AMD offers a variety of tools and flows to debug designs running on the Versal AI Engine processors. They range from functional debug to debugging performance issues in the AI Engine algorithm through the various stages of development of an AI Engine application. The various tools and flows available and recommendations on when to use them are outlined below.
Functional debug of the AI Engine kernels typically involves running the x86 simulator in Vitis. This is a simulator that can be used extensively for functional debug, though care must be taken since it does not keep track of program memory size. More information around the options available and methods to run the x86 simulator can be found in this link in the AI Engine Tools and Flows User Guide (UG1076).
Functional debug of the AI Engine kernels can also be performed using the aiesimulator in Vitis. This is a cycle approximate simulator that can be used extensively for functional debug. It models the Versal device including the NoC, PS, and PL components using SystemC. You can use the built-in debugger to step through the AI Engine source code as well to further debug design functionality. printf capability is also available, though it might impact the program memory size, which is tracked by the aiesimulator. The Vitis IDE has a debug view which displays registers, variables, available breakpoints, variables to register/memory mapping, internal/external memory contents, disassemble view for instruction, and an instruction pipeline (pipeline view) for a single AI Engine kernel.
Because the aiesimulator is also cycle approximate, it is possible to do extensive performance debug of the design. The simulator offers profiling and event trace capability, which can be used to analyze stalls and root cause performance issues in the design.
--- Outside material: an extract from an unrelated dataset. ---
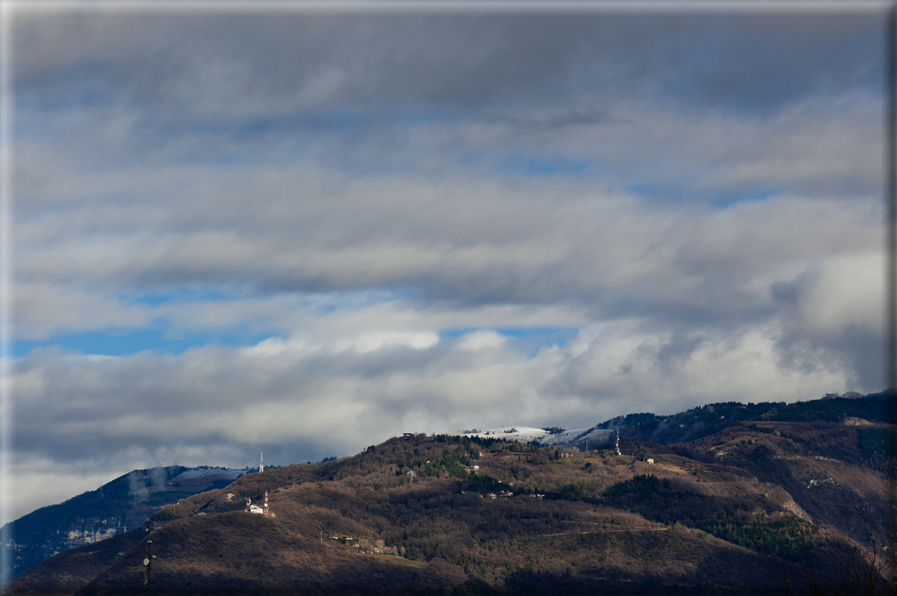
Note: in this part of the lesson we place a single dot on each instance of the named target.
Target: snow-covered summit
(541, 436)
(210, 474)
In addition, the aiesimulator also has options that can be used to detect and report any out of bounds access violations in the kernel code. More information around the options available and methods to run the aiesimulator can be found in this link in the AI Engine Tools and Flows User Guide (UG1076).
When the AI Engine kernel is integrated into the rest of the Versal device using a Versal platform via V++, you can run the hardware emulator. This emulator is cycle accurate and can simulate PL logic either using RTL or SystemC simulation models. This simulation step should be performed after the v++ link step, with the “hw_emu” target specified to the v++ link command line. It is also possible to debug the AI Engine kernel using the debugger and stepping through both the kernel code and PS host code. This step uses QEMU to simulate the PS and a SystemC simulation model of the NoC. More information around the options available and methods to run the hardware emulator can be found in the following:
- See this link in the AI Engine Tools and Flows User Guide (UG1076)
- See this link in the AI Engine Tools and Flows User Guide (UG1076)
When you are ready to take the design to hardware, you have a variety of debugging and profiling tools at your disposal. You can obtain profiling data when you run your design in hardware using run time event APIs in your PS host code, or using performance counters built into the hardware using a compile time option. Analyzing this data helps you gauge the efficiency of the kernels, the stall and active times associated with each AI Engine, and pinpoint the AI Engine kernel whose performance might not be optimal. This also allows you to collect data on design latency, throughput, and bandwidth. Detailed heatmaps and histograms of the profile are available in the Vitis Analyzer tool. More information around the options available and methods to analyze design performance in hardware can be found in this link in the AI Engine Tools and Flows User Guide (UG1076).
You can also debug the AI Engine kernel source in hardware. This can help debug functional issues in hardware. More information on running the debugger in Vitis IDE and the various features associated with it can be found in this link in the AI Engine Tools and Flows User Guide (UG1076).